Numa fase transitória que se espera de grande dificuldade para as marcas automóveis, a Kia evidencia alguma tranquilidade, atendendo ao seu plano de produto com diversos Plug-in prestes a chegar e um reforço na aposta elétrica. Para Emilio Herrera, diretor de operações da Kia Motors Europe (KME), o plano é fortalecer a vertente de eletrificação para precaver a chegada da meta de 95 g/km de emissões de CO2 estabelecida para 2020.

Em declarações prestadas ao Motor24 durante o evento de apresentação do novo Xceed, que será de fundamental importância para a marca no mercado europeu, Emilio Herrera apontou uma estratégia com dois pilares que permitirão à Kia atravessar a fase de transição das emissões de CO2 de maneira mais ambiciosa.

Interrogado se a Kia estará em posição de cumprir o valor de 95 g/km de CO2 em 2020, o espanhol deixou bem claro que não existe outra opção, embora sempre pensando também no lado comercial: “Sim [quanto ao cumprimento], os meus superiores disseram-me que reduzir o volume de vendas não é uma opção e pagar uma multa também não…”, começou por dizer, gracejando, mas apontando de seguida o caminho a seguir. E esse é bastante óbvio: reforçar as vendas de elétricos, uma circunstância que até aqui tem sido dificultada pela oferta inferior à procura. As causas prendem-se com um ritmo de produção mais lento do que o da procura por parte dos mercados, o que será resolvido ainda este ano.

“A produção de elétricos da Kia no último trimestre será maior do que em todo o ano. A procura é muito maior do que esperávamos. Para o ano, temos de vender 40 mil elétricos na Europa para cumprir a meta das emissões”, afirma, suportado também pelo Diretor Geral da Kia Portugal, João Seabra, que acredita que será possível à marca atingir essa marca facilmente.

No entanto, sabendo-se que há marcas que estão a apostar noutra estratégias, nomeadamente, com o corte de modelos ou gamas inteiras para baixar a médias das emissões poluentes, Emilio Herrera garante que na Kia “isso não é tema. Não vamos cortar qualquer modelo, nem desistir do segmento A. Há marcas que estão a cortar no segmento A, mas para nós não existe esse risco. Vamos ter um novo Picanto, por exemplo”.

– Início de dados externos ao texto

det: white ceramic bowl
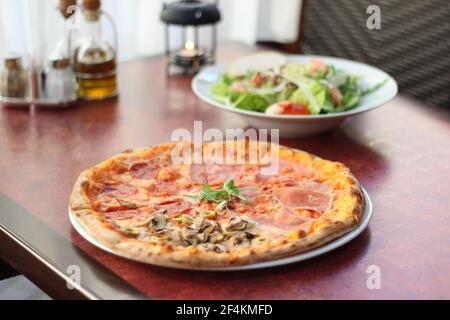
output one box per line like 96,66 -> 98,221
192,55 -> 398,137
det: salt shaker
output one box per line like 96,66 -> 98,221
0,56 -> 29,98
44,58 -> 76,100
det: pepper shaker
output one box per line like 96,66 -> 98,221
0,55 -> 29,98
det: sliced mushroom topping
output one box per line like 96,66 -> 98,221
227,217 -> 248,231
128,217 -> 153,228
203,211 -> 217,220
209,231 -> 225,243
192,216 -> 206,231
205,243 -> 226,253
244,231 -> 258,240
173,214 -> 194,226
116,199 -> 138,209
150,212 -> 167,231
119,227 -> 141,237
216,201 -> 228,211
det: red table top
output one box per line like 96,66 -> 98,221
0,44 -> 450,299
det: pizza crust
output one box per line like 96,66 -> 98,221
69,144 -> 365,268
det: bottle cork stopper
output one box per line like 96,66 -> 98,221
59,0 -> 77,19
83,0 -> 100,10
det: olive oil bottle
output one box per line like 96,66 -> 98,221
74,0 -> 118,100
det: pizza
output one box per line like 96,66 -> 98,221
70,140 -> 365,268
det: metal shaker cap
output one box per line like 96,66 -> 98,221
5,54 -> 22,69
50,58 -> 70,69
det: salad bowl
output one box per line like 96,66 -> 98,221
192,55 -> 398,137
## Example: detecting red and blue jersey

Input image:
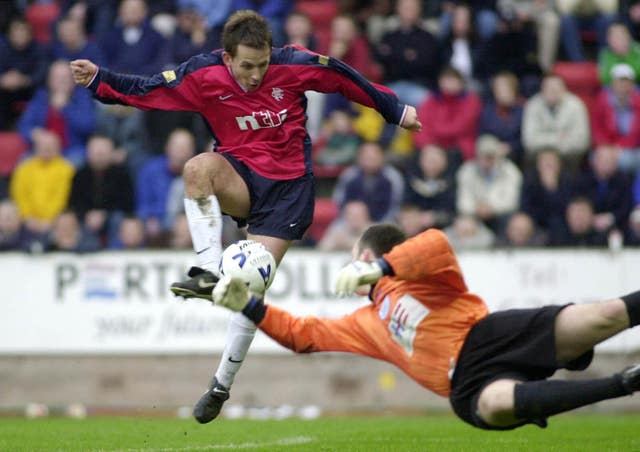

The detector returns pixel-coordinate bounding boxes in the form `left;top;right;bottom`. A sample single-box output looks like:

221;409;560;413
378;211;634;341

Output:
89;46;406;180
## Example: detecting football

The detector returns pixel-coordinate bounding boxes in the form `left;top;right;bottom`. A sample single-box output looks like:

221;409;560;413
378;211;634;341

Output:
220;240;276;294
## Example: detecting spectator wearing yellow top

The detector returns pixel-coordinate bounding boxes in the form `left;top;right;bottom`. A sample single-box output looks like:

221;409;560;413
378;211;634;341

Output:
9;130;74;235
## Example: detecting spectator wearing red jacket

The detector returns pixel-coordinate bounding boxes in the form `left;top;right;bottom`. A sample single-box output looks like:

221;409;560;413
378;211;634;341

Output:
591;64;640;170
415;67;481;165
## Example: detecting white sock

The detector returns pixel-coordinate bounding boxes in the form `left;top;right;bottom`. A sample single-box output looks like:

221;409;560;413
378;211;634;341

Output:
216;312;257;389
184;195;222;275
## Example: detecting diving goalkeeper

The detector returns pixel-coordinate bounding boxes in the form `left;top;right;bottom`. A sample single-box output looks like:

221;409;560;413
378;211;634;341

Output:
213;225;640;430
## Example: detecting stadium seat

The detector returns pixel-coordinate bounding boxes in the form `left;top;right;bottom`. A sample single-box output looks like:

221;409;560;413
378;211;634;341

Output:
307;198;339;243
25;2;60;44
551;61;601;115
0;132;28;177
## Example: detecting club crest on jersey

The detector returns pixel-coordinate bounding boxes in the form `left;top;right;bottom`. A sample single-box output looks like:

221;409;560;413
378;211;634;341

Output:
271;88;284;100
236;108;287;130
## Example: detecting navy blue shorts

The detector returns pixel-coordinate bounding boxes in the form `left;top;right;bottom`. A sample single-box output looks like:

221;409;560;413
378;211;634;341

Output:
449;305;593;430
220;153;316;240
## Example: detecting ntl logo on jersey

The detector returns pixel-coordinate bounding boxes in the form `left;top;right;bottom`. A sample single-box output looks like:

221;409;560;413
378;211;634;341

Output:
236;108;287;130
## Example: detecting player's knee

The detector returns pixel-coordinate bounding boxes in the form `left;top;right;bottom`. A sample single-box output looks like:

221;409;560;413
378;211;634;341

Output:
182;155;205;183
182;152;224;185
595;300;628;329
478;381;515;427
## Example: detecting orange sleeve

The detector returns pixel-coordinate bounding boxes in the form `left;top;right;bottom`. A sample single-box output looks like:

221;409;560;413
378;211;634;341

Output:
383;229;466;290
258;305;380;358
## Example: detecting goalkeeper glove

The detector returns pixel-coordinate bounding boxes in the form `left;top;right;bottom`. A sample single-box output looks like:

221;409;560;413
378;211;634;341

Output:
211;276;267;325
336;258;392;296
211;276;249;312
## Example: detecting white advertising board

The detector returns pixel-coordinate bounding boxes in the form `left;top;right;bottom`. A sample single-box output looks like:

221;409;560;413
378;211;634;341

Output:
0;249;640;354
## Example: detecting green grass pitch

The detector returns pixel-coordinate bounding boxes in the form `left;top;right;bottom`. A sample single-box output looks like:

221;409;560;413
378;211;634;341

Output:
0;414;640;452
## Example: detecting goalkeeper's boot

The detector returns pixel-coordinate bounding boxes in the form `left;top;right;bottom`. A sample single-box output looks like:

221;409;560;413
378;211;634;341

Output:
169;267;218;301
620;364;640;394
193;377;229;424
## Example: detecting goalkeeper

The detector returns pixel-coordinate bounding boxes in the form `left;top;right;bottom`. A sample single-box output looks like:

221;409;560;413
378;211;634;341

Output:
213;225;640;430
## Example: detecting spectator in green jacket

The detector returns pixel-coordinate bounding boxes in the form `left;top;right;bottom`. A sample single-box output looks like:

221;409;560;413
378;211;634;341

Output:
598;22;640;85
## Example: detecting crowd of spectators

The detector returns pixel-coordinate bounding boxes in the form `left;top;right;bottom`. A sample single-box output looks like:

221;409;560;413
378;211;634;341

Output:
0;0;640;252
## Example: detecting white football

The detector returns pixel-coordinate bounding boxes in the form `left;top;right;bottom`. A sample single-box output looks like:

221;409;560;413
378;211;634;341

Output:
220;240;276;294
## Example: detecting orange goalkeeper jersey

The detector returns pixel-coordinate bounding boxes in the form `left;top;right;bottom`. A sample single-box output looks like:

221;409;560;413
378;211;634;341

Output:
258;229;487;397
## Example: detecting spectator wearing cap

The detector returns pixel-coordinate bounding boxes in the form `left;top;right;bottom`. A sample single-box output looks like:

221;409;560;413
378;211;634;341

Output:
591;63;640;170
456;135;522;232
598;22;640;85
522;74;591;169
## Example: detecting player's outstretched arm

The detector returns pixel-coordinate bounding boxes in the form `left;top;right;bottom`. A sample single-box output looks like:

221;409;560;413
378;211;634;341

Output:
336;259;392;297
69;60;98;87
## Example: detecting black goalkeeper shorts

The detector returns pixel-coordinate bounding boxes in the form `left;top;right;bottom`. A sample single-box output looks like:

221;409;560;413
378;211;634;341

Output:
449;305;593;430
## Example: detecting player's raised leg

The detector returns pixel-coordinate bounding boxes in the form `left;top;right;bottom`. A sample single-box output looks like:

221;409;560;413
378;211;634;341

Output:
478;292;640;427
171;152;250;300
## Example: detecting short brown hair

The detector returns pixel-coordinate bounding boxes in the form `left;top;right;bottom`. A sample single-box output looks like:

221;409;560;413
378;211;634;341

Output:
222;9;271;56
358;223;407;257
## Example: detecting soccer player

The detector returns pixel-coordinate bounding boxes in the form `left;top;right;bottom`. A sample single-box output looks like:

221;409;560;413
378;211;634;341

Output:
71;10;421;423
213;225;640;430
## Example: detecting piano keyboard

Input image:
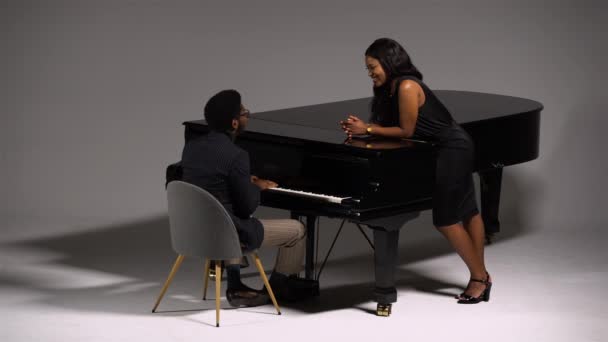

Quanto ao Xceed, a sua importância será fundamental para a Kia, cumprindo com a estratégia objetiva da marca de lançar modelos exclusivos para o mercado europeu. Para Herrera, essa “é a única forma de nos diferenciarmos. Quando lançámos o Ceed dissemos duas coisas – primeiro, que íamos eletrificar, segundo, diversificar. Acreditamos que este [modelo] será muito atrativo e o mais vendido da gama Ceed. Acreditamos que no total da gama o Xceed será cerca de 50% das vendas, por dois motivos: um, porque é um crossover, que é a tendência do mercado, e depois, porque vamos ter uma versão Plug-in híbrida, que estará pronta em finais de novembro e que será muito importante em todos os mercados, até mesmo em Portugal”.

João Seabra, do lado português, também acredita no sucesso do novo Xceed como forma de fazer crescer a marca na Europa, lembrando que “a qualidade Premium dos nossos carros, aliada ao design, dar-nos-á muito a ganhar. Estamos a atrair outro tipo de clientes que não só os que vinham para a Kia anteriormente”.

Sobre o tópico das emissões, o responsável de operações da Kia em Portugal aponta que “estamos bem posicionados, porque temos dois elétricos, o e-Niro e o Soul, teremos os Plug-in e os mild-hybrid e os Diesel, que ajuda ainda a baixar. Para a Kia poder cumprir sem qualquer tipo de problemas, sem subterfúgios, para o ano tem de vender 35 mil elétricos, mas os mercados pedem 80 mil. Não temos de inventar modelos, temos só de os trazer para a Europa, é uma questão estratégica”, afiançou.